In this project I learned how to import and inspect data by exploring numeric columns. I first imported the dataset in laptops.csv and assigned to the variable laptops. laptops = pd.read_csv('laptops.csv') I then used a series method to display the minimum, maximum, and other summary statistics for the age column. laptops['age'].describe() I did the same for the event_year to determine the earliest and latest years in the dataset. I used another series method to display the most common laptop repair problems in the dataset. laptops['problem'].value_counts() Power and battery issues were the most common. To represent the percentage, the method was updated to output percentages instead of counts. laptops['problem'].value_counts(normalize = True) Finally, a pandas method was used to count the number of laptops in each category of repaired. laptops['repair_status'].value_counts(normalize=True)
One of our final projects was to write a research paper using all the skills learned. My group member and I used High School Longitudinal Study of 2009 to analyze a dataset of students and various variables socioeconomic status, first language of students, gender, extracurricular activities etc. to see if they have any correlation with students scores on a math standard test. Key findings revealed that male students scored slightly higher than their peers (β = 0.22, p < 0.001), and students whose first language is the language of instruction performed significantly better (β = 1.03, p < 0.001). Participation in arts and general clubs positively correlated with improved test scores (β = 1.55 and β = 0.50, respectively, both p < 0.001). However, participation in academic extracurricular activities showed a surprising negative relationship with test scores (β = -1.74, p < 0.001), suggesting a need for further investigation into potential causes.

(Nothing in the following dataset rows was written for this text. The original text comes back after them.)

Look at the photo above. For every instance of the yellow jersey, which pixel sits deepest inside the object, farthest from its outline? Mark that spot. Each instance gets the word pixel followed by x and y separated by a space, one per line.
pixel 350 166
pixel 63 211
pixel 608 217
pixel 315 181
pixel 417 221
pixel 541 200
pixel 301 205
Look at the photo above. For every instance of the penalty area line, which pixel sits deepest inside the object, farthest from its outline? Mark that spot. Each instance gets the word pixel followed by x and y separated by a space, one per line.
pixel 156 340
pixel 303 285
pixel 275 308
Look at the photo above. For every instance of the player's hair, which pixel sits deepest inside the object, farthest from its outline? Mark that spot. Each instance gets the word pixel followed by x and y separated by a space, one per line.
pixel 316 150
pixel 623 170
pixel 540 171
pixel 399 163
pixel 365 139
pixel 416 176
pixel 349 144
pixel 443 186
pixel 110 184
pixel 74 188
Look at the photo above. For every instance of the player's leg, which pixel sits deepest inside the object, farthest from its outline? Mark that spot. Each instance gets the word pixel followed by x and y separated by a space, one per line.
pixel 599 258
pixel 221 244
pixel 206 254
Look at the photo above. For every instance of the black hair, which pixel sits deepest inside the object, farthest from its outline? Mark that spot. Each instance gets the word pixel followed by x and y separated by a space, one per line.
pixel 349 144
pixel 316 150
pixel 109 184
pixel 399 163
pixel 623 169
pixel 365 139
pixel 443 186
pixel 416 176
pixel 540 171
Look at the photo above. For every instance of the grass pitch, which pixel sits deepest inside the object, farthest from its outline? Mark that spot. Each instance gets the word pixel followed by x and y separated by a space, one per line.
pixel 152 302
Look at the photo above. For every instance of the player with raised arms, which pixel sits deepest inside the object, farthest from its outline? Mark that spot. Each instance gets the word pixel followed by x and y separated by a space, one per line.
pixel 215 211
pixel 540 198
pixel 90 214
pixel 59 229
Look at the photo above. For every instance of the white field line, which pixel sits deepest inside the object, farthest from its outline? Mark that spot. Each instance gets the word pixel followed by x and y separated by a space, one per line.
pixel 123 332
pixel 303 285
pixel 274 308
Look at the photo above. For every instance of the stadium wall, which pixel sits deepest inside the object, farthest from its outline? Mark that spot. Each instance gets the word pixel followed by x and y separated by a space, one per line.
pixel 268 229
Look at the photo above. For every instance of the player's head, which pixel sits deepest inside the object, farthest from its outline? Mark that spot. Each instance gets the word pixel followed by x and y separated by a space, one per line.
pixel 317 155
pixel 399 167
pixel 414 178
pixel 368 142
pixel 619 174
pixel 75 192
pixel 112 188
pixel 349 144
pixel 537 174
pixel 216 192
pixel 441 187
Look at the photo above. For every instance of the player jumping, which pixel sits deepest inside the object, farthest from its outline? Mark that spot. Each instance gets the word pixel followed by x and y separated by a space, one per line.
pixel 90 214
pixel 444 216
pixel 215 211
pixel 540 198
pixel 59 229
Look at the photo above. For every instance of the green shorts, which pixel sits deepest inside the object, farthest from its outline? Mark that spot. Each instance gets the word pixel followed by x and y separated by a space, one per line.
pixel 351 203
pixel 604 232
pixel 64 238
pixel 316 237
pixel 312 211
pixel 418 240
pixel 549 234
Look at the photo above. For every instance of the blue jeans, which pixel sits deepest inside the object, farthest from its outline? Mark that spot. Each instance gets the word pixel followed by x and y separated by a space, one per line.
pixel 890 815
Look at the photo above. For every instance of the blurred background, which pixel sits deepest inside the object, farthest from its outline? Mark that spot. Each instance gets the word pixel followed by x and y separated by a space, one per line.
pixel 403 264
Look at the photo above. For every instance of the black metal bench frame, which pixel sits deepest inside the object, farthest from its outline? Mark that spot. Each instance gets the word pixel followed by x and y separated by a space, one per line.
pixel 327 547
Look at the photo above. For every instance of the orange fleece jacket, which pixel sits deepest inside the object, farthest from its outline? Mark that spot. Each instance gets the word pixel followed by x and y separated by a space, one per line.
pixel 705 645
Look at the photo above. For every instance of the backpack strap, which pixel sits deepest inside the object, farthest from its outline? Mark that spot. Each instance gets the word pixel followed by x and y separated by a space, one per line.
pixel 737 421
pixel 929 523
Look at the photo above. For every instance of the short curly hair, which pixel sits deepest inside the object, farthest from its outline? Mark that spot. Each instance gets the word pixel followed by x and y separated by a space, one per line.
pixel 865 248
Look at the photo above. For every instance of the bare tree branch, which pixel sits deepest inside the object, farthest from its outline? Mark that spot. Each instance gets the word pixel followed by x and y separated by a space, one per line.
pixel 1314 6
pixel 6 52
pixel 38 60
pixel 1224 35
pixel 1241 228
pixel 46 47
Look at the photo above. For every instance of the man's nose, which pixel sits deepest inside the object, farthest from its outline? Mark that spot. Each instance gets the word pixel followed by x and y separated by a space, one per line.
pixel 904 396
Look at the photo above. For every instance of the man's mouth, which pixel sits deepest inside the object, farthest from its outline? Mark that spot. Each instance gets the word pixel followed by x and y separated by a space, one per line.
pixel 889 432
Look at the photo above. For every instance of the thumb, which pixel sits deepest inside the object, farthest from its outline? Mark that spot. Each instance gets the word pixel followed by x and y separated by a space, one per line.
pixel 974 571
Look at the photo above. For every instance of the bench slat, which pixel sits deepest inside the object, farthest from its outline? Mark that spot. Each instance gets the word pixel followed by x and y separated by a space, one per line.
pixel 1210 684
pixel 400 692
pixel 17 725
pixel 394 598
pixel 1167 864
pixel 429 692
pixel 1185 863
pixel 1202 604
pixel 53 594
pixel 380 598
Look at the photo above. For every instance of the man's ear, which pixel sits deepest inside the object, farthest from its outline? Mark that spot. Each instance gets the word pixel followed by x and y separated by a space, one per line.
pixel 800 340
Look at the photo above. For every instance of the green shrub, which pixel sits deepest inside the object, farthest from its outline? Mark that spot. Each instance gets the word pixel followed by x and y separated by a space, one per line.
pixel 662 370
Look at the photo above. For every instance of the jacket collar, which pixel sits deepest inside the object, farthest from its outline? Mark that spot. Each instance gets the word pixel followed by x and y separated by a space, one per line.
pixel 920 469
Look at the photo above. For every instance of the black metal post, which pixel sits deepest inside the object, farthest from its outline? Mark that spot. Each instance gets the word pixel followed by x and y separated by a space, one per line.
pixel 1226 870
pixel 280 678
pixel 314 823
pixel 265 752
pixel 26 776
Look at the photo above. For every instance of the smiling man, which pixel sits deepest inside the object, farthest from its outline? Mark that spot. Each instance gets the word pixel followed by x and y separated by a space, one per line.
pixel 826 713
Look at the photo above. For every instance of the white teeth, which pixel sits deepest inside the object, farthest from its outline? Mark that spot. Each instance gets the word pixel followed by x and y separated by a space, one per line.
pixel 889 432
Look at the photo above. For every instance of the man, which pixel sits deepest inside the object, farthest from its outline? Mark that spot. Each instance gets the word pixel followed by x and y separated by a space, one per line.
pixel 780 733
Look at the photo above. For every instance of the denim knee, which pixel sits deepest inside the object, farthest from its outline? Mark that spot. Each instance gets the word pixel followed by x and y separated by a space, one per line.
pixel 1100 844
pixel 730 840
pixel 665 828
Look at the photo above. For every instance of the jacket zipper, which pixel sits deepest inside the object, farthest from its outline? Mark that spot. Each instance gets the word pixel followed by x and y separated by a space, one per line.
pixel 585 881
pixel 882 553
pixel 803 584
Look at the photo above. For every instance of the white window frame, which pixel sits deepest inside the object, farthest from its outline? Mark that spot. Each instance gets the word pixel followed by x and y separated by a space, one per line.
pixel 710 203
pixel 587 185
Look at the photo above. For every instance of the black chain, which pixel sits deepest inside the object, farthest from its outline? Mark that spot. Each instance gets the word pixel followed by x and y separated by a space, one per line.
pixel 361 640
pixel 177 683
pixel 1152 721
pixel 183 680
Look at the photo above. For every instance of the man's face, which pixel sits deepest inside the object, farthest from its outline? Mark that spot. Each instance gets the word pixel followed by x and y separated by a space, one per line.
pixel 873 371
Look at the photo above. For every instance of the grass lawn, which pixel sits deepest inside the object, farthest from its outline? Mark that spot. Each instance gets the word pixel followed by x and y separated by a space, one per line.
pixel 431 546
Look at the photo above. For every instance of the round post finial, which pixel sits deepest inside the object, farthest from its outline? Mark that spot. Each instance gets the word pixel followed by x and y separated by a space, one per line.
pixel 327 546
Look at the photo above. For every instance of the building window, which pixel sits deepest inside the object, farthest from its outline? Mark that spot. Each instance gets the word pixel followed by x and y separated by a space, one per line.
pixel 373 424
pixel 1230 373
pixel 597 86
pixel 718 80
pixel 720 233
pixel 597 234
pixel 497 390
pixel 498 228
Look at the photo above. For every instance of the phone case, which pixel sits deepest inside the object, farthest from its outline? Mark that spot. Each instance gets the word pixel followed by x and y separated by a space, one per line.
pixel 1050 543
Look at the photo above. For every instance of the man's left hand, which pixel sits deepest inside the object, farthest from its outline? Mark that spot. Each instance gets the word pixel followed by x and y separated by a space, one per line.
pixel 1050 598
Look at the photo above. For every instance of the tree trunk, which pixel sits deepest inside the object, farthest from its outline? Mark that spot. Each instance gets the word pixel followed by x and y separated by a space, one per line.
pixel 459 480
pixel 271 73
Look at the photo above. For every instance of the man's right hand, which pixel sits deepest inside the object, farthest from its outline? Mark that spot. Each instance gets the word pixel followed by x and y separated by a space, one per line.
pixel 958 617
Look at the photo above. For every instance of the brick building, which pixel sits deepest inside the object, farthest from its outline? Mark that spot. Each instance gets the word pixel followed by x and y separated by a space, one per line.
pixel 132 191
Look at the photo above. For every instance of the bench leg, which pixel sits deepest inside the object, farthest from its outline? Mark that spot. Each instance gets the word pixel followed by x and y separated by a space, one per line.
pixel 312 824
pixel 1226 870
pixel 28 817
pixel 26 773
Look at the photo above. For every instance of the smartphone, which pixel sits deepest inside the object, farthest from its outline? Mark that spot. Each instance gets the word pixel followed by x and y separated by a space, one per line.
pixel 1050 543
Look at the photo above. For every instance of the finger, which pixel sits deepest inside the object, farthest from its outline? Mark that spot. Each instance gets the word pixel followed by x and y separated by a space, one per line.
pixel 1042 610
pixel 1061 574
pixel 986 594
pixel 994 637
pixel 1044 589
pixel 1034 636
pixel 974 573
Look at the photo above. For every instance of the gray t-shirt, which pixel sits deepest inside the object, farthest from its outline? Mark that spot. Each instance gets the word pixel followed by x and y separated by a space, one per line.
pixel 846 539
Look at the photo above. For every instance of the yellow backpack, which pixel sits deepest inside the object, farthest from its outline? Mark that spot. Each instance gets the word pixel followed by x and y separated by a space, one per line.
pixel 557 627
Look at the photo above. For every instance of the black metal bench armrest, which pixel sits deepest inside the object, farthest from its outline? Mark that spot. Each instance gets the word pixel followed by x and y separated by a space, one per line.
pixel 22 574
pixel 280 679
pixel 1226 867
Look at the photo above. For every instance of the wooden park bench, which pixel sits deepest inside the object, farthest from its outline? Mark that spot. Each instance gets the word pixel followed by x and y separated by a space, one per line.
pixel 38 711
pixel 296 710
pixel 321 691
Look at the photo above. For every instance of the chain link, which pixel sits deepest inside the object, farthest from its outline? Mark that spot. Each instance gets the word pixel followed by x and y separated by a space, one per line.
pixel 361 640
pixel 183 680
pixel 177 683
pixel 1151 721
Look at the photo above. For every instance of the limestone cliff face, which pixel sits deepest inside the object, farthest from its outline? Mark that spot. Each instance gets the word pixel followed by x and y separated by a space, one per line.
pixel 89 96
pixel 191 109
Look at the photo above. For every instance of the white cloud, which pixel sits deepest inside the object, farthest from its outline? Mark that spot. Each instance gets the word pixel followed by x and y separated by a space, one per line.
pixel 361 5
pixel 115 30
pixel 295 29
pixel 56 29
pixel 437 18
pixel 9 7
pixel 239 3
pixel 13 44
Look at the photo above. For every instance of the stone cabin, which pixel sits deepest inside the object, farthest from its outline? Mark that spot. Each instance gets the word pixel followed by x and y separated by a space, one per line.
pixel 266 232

~ STEAM Day Career Slides ~
I presented what I do as an intern at Georgia Tech to Junior and Elementary academy students. I presented a little about me and them a few Engineering projects I have done over the past few years. Then I presented a project that I had done at my internship (the Snack Stats Project) in simple terms for students to understand and finally I had the students play a Kahoot game based on my presentation for an oppotunity to win candy.
Internship Reflection
Compared to other experiences I've had, this internship has definitely helped me grow as a professional and develop the necessary skills for my major of interest. I learned about the importance of time-management and communication. This internship has also challenged me
My internship has impacted my plans for the future because it has made me feel more prepared by learning the basics of data analysis using python and R programming as well as being able to create graphs using csv file data.